Vol. 13, No. 4, 1991, pp. 17-19

Introduction

Perhaps the most important school desegregation case since Brown v. Board of Education was heard by the U.S. Supreme Court Oct 7, 1991. Freeman v. Pitts examines whether a school system in metropolitan Atlanta, which was officially segregated by law until 1969, can be excused from failing to implement an effective school desegregation plan due to increasing residential segregation. The case will also determine if the school system can be released from court supervision of desegregation in one area of school operations when racially discriminatory practices persist in other areas.

Looking back to Brown, John A. Griffin recalls that social scientists in Atlanta worked quickly to prepare demographic studies which became known as the Ashmore report. The best-known study in the Brown case by psychologists Kenneth B. Clark and Mamie Clark showed the harmful impact of segregation on black schoolchildren. The Ashmore report documented the extent of segregation, wide funding gaps and other harmful effects of the dual system.
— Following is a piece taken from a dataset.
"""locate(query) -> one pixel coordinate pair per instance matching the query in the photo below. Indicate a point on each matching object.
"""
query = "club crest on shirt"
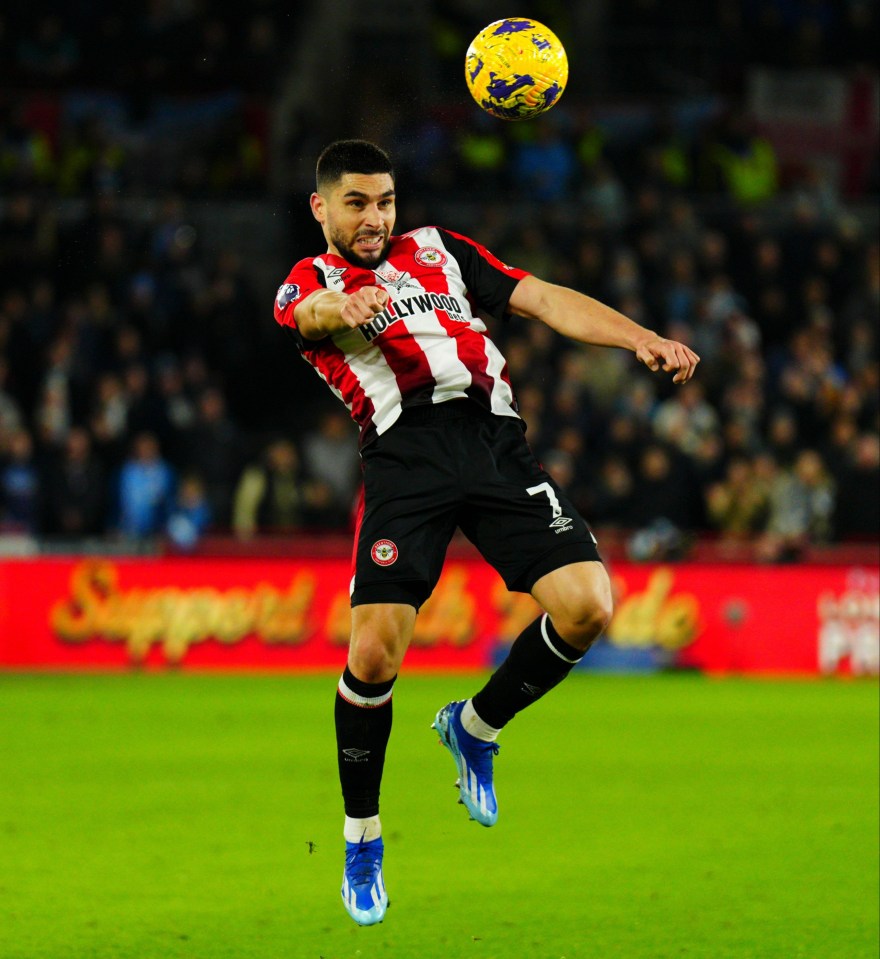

In August 1991, a group of more than fifty social scientists published School Desegregation: A Social Science Statement, which was filed with the NAACP briefs in the Freeman case and is excerpted on page 19 of this special issue of Southern Changes. School Desegregation, which was led by Harvard professor of education and social policy Gary Orfield and includes Kenneth Clark among its signers, reviews results of years of study of desegregated schools.

John A Griffin was a sociologist on the faculty at Emory University at the time of the study and an active participant in the central committee of the Ashmore project. He is a Life Fellow of the Southern Regional Council.